Corporate spreads generally performed well during the first half of the quarter. US spreads outperformed Treasuries as the Trump euphoria has waned to some extent, but the outlook for corporates continues to benefit from the administration’s plans to stimulate the economy. Allocation to communications, banking, and capital goods sectors contributed positively. Hard currency emerging market credits from Latin America, particularly Brazil and Chile, also added value. Issuers from technology and consumer sectors were another positive source of relative returns.
In the US, one of the unknown risk factors remains trade policy, as increased protectionism and/or a potentially disruptive ‘border tax’ could weigh on growth. Economic numbers are expected to remain supportive as the dollar has stabilised, and corporate earnings appear to be improving.
Catalysts for volatility remain as Europe continues to face a number of political challenges such as the French and German upcoming elections, still-unresolved Italian leadership and banking situations, and ongoing repercussions from Brexit
Major share markets have advanced this year, supported by optimism about US economic growth and corporate profits in the context of policies of the Trump administration, and more hawkish commentary from the US Federal Reserve. Positive sentiment has also been evident in Europe, aided by progression of the UK’s Brexit process, positive economic data and favourable signals from the corporate earnings season.
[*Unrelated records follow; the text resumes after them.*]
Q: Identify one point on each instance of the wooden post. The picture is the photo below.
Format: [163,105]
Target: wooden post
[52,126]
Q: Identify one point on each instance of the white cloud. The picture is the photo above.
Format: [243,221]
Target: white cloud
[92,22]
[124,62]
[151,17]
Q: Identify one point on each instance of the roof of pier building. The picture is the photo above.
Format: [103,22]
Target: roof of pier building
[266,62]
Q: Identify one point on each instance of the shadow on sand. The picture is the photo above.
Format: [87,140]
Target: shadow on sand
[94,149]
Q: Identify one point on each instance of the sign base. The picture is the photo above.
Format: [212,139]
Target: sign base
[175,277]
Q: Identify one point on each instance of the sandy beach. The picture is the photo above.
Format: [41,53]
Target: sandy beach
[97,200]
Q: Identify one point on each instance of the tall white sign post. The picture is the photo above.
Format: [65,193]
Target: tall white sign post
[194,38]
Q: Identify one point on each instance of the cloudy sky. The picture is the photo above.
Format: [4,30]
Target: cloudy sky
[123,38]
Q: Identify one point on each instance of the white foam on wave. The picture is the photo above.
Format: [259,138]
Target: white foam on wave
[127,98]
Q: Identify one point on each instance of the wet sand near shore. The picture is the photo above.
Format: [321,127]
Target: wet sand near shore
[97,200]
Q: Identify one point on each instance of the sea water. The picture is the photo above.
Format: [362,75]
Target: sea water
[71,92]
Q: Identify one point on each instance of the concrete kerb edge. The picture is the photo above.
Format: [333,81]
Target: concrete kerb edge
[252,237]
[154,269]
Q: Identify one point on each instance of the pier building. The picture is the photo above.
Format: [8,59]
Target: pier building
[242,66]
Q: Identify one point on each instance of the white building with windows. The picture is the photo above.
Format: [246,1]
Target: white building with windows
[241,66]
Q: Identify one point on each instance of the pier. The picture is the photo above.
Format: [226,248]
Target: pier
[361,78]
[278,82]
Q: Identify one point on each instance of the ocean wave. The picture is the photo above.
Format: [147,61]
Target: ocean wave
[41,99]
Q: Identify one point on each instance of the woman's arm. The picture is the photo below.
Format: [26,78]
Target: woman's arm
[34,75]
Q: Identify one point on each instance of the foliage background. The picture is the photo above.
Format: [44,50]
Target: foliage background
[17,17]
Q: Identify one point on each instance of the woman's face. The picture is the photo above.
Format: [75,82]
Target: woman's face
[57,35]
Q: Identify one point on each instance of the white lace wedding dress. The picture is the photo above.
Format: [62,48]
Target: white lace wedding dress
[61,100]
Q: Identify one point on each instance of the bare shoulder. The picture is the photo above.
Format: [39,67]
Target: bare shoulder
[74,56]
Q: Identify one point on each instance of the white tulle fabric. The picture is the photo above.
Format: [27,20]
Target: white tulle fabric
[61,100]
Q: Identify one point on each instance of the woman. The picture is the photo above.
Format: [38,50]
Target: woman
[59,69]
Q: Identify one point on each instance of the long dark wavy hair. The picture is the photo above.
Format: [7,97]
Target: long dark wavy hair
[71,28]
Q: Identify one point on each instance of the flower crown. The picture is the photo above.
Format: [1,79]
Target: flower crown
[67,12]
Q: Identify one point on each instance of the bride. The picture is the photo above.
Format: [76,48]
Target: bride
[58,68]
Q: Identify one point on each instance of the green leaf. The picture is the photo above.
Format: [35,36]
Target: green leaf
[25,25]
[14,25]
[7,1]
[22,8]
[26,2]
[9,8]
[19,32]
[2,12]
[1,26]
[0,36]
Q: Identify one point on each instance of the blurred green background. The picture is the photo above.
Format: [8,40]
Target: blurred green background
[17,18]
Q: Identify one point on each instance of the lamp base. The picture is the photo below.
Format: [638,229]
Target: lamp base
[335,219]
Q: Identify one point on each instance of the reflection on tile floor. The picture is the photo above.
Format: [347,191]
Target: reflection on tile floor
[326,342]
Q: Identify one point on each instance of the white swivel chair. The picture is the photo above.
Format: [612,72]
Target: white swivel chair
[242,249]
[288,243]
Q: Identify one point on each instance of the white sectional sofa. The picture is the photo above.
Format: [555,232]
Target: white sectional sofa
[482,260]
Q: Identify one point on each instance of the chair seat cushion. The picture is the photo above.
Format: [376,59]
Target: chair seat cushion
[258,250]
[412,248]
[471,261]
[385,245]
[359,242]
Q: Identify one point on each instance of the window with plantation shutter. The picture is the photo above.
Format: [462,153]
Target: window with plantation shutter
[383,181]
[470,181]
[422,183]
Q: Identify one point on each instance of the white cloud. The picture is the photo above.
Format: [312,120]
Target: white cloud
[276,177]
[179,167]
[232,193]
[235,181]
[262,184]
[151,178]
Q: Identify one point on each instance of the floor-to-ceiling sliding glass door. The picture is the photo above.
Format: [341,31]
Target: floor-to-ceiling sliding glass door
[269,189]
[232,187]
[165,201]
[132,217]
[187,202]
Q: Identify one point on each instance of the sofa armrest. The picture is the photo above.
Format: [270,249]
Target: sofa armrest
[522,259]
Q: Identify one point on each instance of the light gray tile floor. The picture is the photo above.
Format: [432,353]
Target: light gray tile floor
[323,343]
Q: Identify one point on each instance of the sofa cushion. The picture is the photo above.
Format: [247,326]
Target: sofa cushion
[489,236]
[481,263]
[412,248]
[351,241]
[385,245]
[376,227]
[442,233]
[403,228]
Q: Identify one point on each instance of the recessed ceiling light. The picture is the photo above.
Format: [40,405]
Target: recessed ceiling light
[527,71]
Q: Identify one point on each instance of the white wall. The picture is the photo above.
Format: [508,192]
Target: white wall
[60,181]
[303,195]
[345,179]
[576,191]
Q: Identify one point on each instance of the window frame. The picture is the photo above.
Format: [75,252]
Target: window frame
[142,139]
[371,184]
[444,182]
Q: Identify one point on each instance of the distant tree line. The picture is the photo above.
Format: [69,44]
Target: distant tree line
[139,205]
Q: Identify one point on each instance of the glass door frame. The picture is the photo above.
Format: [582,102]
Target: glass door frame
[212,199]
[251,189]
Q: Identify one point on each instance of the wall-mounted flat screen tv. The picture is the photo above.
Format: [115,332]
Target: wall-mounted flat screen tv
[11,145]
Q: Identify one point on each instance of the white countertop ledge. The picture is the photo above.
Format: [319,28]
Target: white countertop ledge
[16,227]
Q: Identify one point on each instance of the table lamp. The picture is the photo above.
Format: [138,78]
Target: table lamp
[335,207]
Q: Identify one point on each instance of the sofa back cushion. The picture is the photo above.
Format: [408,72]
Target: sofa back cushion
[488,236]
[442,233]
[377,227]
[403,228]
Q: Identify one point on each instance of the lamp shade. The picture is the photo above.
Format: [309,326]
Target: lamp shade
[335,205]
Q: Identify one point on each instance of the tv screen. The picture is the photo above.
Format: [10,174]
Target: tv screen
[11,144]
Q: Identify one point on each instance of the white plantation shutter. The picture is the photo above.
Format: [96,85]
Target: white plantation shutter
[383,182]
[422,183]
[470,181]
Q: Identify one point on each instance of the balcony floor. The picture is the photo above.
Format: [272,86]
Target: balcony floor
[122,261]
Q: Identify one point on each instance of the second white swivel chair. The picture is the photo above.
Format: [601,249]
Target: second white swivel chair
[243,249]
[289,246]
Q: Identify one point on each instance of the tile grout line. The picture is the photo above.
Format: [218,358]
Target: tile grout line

Investments in Apple, Visa and Lowe’s made the largest contributions to performance during the period. Apple was our best-performing stock this year. Its share price has been driven to a record high following its latest quarterly earnings update. iPhone popularity remains high and iPhone 7/7+ sales are continuing to grow, driving double-digit growth in the number of Apple product users.
Visa’s share price has advanced following the release of higher-than-expected first-quarter earnings which demonstrated strong payments and cross-border transaction volumes across its regions.
Target – the second-largest discount store group in the United States – has been the main detractor from performance this year. Target’s share price declined following the release of the company’s fourth-quarter earnings, in which comparative sales were negative over the Christmas period and the company’s management concurrently announced very material downgrades to earnings expectations. This was due to implementation of new strategic initiatives which will entail resetting profitability to contend with an increasingly competitive retail environment.
UK Growth and UK & General Progressive
Over the quarter, despite data highlighting evidence to the contrary, we witnessed a reversal of the inflation trade that had begun to emerge in the second half of last year; correspondingly investors returned to consumer staples after a small softening in valuations. We think investors don’t fully understand why the global economy picked up over the last year and as a result many now underestimate the risks of a slowdown within the next 12 months.
To understand why, you have to consider what has been driving the improvement over the last 12 months. There have been four main drivers, three of which are in the process of reversing: the sharp drop in oil prices in 2014/15, the subsequent collapse in bond yields to historic lows, and continued super-loose monetary policy. The fourth, which is probably peaking, is the major fiscal and monetary stimulus in China, which commenced in mid-2015.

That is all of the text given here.